Moreover, excitement about personal computing was not at all a
phenomenon confined to the Bay Area. By the summer of 1975, Altair
shipments had begun in earnest, and clubs formed across the United
States and beyond where enthusiasts could share information and ask
for help with their new (or prospective) machines. The movement
continued to grow as new companies sprang up and shipped more hobby
machines. Over the course of 1976, dozens of clubs advertised their
existence or attempted to find a membership through classifieds in
BYTE, from the Oregon Computer Club headquartered in Portland (with a
membership of forty-nine), to a proposed club in Saint Petersburg,
Florida, mooted by one Allen Swan. But, as one might expect, the
largest and most successful clubs were concentrated in and around
major metropolitan areas with a large pool of existing computer
professionals, such as Los Angeles, Chicago, and New York City. [6]

The Amateur Computer Group of New Jersey convened for the first time
in June 1975, in under the presidency of Sol Libes. Libes, a
professor at Union County College, was another of those computer
lovers working on their own home computers for years before the
arrival of the Altair, who then suddenly found themselves joined by
hundreds of like-minded hobbyists once computing became somewhat more
accessible. Libe's club grew to 1,600 members by the early 1980s, had
a newsletter and software library, sponsored the annual Trenton
Computer Festival, and is likely the only organization from the hobby
computer years other than Apple and Microsoft to still survive today.
[7]

The Chicago Area Computer Hobbyist Exchange attracted several hundred
members to its first meeting at Northwestern University in the summer
of 1975. Like many of the larger clubs, they organized information
exchange around "special interest groups" for each brand of computer
(Digital Group, IMSAI, Altair, etc.). The club also gave birth to one
of the most significant novel software applications to emerge from
the personal computer hobby, the bulletin board system--we will have
more to say on that later in this series. [8]

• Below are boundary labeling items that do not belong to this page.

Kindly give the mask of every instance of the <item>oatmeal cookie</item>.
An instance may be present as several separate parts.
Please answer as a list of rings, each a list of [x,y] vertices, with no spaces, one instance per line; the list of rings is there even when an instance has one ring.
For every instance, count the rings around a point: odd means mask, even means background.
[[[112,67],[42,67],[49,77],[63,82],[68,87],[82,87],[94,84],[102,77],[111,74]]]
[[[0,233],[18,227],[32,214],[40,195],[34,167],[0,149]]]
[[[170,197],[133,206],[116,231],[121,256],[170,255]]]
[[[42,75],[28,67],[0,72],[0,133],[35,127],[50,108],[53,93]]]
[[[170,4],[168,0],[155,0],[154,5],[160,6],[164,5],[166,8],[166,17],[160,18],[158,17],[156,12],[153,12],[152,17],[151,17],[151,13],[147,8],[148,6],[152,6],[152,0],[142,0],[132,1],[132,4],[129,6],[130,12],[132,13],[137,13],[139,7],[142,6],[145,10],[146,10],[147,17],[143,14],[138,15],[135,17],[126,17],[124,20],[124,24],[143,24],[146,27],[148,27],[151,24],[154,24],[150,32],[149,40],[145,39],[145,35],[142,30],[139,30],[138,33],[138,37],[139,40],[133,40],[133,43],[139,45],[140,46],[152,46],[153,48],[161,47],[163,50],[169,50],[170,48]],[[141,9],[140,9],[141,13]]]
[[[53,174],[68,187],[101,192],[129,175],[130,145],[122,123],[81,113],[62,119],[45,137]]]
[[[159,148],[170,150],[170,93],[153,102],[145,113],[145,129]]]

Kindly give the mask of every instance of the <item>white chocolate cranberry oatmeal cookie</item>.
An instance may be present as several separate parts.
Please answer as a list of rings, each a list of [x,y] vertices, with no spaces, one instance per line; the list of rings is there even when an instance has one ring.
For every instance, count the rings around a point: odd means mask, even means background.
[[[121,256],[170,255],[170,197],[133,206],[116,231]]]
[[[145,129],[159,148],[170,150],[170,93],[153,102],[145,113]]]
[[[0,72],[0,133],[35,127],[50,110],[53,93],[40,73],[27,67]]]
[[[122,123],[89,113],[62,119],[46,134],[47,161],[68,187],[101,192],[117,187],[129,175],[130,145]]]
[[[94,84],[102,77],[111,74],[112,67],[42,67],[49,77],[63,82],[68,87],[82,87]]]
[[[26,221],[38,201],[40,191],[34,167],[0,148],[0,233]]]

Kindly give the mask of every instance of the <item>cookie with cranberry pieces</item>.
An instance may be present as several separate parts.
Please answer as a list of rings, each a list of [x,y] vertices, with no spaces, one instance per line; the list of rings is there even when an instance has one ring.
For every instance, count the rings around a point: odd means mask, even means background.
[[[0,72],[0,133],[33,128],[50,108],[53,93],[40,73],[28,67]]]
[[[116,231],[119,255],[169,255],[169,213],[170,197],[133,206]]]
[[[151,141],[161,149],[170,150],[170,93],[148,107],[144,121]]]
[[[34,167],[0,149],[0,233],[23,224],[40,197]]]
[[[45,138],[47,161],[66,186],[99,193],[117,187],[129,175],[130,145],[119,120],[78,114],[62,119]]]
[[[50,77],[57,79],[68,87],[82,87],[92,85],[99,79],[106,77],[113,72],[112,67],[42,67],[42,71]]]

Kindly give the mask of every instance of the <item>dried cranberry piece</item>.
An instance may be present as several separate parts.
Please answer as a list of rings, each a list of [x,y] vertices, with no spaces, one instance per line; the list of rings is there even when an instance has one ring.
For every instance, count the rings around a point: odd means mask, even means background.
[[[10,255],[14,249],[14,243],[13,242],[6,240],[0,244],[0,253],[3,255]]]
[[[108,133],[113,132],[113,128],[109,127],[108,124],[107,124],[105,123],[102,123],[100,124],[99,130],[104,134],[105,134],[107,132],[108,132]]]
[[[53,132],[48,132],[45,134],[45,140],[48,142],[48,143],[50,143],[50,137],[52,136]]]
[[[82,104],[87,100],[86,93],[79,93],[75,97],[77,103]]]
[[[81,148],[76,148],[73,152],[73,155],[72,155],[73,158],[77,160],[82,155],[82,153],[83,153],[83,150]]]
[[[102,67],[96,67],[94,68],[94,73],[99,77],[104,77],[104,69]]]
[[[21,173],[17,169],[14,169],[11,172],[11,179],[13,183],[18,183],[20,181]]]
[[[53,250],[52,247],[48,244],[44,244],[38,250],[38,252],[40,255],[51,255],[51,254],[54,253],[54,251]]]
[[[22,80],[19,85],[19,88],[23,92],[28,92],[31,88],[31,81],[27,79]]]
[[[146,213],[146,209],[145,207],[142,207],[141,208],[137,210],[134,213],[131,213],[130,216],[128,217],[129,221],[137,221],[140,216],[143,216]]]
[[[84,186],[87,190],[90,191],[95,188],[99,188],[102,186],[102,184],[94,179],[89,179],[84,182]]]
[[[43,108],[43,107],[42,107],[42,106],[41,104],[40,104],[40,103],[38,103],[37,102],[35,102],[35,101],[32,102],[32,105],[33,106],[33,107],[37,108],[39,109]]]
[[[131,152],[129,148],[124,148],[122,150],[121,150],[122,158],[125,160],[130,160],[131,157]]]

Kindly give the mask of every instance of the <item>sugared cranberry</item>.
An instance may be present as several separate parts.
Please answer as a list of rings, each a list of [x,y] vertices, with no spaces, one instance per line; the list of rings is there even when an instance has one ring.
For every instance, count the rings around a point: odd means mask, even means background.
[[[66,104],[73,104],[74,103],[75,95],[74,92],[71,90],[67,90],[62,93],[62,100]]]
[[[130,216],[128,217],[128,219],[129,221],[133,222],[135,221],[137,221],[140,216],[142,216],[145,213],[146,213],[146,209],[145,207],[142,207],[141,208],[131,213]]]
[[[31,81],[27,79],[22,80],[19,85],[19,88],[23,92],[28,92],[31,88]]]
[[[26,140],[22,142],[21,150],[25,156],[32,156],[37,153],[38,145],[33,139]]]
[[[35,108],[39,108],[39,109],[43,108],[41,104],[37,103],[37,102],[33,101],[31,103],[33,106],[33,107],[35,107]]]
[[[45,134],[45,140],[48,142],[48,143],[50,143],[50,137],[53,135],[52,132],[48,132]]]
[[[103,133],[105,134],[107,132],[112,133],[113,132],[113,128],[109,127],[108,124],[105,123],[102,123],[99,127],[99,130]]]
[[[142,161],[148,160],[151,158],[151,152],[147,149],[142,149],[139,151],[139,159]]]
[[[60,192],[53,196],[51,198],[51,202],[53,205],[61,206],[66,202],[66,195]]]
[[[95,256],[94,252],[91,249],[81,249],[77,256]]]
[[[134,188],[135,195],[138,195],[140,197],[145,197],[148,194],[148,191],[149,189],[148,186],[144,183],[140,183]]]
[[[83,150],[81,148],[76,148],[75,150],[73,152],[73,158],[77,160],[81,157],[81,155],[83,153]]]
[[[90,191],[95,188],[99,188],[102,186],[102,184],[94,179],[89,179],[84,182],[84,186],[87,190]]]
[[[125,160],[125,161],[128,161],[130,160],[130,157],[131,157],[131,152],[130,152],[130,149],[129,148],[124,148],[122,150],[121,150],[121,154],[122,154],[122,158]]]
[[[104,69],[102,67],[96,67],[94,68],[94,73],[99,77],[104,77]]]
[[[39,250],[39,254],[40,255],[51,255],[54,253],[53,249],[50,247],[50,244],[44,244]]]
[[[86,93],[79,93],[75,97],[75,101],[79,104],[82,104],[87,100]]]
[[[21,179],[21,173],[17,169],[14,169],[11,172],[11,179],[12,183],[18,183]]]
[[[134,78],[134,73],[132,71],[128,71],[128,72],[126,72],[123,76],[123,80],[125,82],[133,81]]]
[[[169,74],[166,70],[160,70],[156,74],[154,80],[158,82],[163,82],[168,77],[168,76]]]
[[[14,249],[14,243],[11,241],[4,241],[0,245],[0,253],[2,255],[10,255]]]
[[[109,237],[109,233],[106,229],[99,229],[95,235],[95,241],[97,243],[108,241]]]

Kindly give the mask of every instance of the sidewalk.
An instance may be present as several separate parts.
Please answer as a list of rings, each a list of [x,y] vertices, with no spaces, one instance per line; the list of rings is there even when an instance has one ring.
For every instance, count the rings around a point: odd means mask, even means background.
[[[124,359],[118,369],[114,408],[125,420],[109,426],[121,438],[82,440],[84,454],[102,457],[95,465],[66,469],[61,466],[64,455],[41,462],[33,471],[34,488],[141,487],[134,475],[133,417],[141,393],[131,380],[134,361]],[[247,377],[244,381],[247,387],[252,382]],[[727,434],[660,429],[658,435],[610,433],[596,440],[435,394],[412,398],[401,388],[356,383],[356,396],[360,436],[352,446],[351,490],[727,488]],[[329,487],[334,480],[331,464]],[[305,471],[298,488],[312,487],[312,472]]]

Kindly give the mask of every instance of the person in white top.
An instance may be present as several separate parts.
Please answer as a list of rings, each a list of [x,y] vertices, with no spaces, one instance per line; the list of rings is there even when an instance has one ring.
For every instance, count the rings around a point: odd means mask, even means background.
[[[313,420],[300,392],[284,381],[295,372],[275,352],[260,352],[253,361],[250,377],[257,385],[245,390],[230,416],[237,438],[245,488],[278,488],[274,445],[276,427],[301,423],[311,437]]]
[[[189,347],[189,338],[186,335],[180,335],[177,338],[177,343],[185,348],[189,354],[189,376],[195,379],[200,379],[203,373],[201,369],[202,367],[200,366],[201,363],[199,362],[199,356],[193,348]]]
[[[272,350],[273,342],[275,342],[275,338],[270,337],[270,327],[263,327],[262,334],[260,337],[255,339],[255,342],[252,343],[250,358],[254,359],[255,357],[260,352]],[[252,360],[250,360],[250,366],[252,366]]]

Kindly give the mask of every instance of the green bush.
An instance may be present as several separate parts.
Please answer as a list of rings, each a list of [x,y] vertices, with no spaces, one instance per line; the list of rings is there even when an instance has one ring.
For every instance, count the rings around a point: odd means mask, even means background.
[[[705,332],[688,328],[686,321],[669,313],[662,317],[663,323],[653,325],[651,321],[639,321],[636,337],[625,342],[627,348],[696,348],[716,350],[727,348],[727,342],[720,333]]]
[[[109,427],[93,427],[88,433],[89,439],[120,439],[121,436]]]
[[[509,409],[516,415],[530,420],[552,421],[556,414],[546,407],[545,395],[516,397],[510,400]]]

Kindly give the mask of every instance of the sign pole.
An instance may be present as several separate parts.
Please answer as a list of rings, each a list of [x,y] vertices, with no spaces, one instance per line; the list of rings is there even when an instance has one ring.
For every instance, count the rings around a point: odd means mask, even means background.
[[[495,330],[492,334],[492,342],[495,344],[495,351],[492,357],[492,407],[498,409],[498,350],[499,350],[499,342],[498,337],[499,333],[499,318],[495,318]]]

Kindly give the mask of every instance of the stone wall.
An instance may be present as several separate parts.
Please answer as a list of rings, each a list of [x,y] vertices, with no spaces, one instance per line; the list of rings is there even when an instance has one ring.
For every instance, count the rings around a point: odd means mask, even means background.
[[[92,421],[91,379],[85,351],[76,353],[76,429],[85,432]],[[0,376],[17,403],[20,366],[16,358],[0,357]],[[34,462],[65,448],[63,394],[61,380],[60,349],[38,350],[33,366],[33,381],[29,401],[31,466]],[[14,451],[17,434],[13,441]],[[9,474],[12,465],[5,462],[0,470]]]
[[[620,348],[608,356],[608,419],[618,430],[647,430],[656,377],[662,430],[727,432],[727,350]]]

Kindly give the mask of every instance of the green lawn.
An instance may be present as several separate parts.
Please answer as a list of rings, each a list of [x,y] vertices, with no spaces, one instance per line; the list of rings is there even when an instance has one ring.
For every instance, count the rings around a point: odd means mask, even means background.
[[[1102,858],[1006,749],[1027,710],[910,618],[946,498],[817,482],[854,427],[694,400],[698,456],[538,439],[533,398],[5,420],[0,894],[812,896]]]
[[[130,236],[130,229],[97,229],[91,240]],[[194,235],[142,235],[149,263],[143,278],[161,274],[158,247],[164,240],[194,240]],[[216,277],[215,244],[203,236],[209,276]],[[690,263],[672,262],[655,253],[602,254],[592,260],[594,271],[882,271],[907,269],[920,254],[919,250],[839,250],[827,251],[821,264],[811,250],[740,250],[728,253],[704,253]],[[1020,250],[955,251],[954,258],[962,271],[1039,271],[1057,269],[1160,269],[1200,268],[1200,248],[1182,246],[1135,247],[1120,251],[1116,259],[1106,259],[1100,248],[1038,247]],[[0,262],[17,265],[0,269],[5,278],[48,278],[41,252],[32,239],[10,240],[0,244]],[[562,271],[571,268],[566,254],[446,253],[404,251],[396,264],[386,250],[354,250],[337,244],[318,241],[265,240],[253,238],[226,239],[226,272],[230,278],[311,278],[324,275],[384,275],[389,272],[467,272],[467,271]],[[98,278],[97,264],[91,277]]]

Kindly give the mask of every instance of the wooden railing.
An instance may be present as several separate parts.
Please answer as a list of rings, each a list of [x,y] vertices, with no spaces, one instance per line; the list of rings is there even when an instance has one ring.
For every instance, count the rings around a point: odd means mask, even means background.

The most ambitious--one might say hubristic--of the clubs was the
Southern California Computer Society (SCCS) of Los Angeles, founded
in Don Tarbell's apartment in June of 1975. Within the year the club
could boast of a glossy club magazine(in contrast to the cheap
newsletters of most clubs) called Interface, plans to develop a
public computer center, and--in answer to the challenge of Micro-Soft
BASIC--ideas about distributing their own royalty-free program
library, including "'branch' repositories that would reproduce and
distribute on a local basis." [9]

Not content with a regional purview, the leadership also encouraged
the incorporation of far-flung club chapters into their organization;
in that spirit, they changed their name in early 1977 to the
International Computer Society. Several chapters opened in
California, and more across the U.S, from Minnesota to Virginia, but
interest in SCCS/ICS chapters could be found as far away as Mexico
City, Japan, and New Zealand. Across all of these chapters, the group
accumulated about 8,000 members. [10]

The whole project, however, ran atop a rickety foundation of amateur
volunteer work, and fell apart under its own weight. First came the
breakdown in the relationship between the club and the publisher of
Interface, Bob Jones. Whether frustrated with the club's failure to
deliver articles to fill the magazine (his version), or greedy to
make more money as a for-profit enterprise (the club's version),
Jones broke away to create Interface Age, leaving SCCS scrambling to
start up its own replacement magazine. Expensive lawsuits flew in
both directions. Then came the mismanagement of the club's group buy
program: intended to save members money by pooling their purchases
into a large-scale order with volume discounts, it instead lost
thousands of members' dollars to a scammer: "a vendor," as one wry
commenter put it "who never vended" (the malefactor traded under the
moniker of "Colonel Winthrop.") [11]

<https://technicshistory.com/wp-content/uploads/2025/05/image.jpeg>
<https://technicshistory.com/wp-content/uploads/2025/05/image-4.png>

The December 1976 issues of SCCS Interface and Interface Age. Which
is authentic, and which the impostor?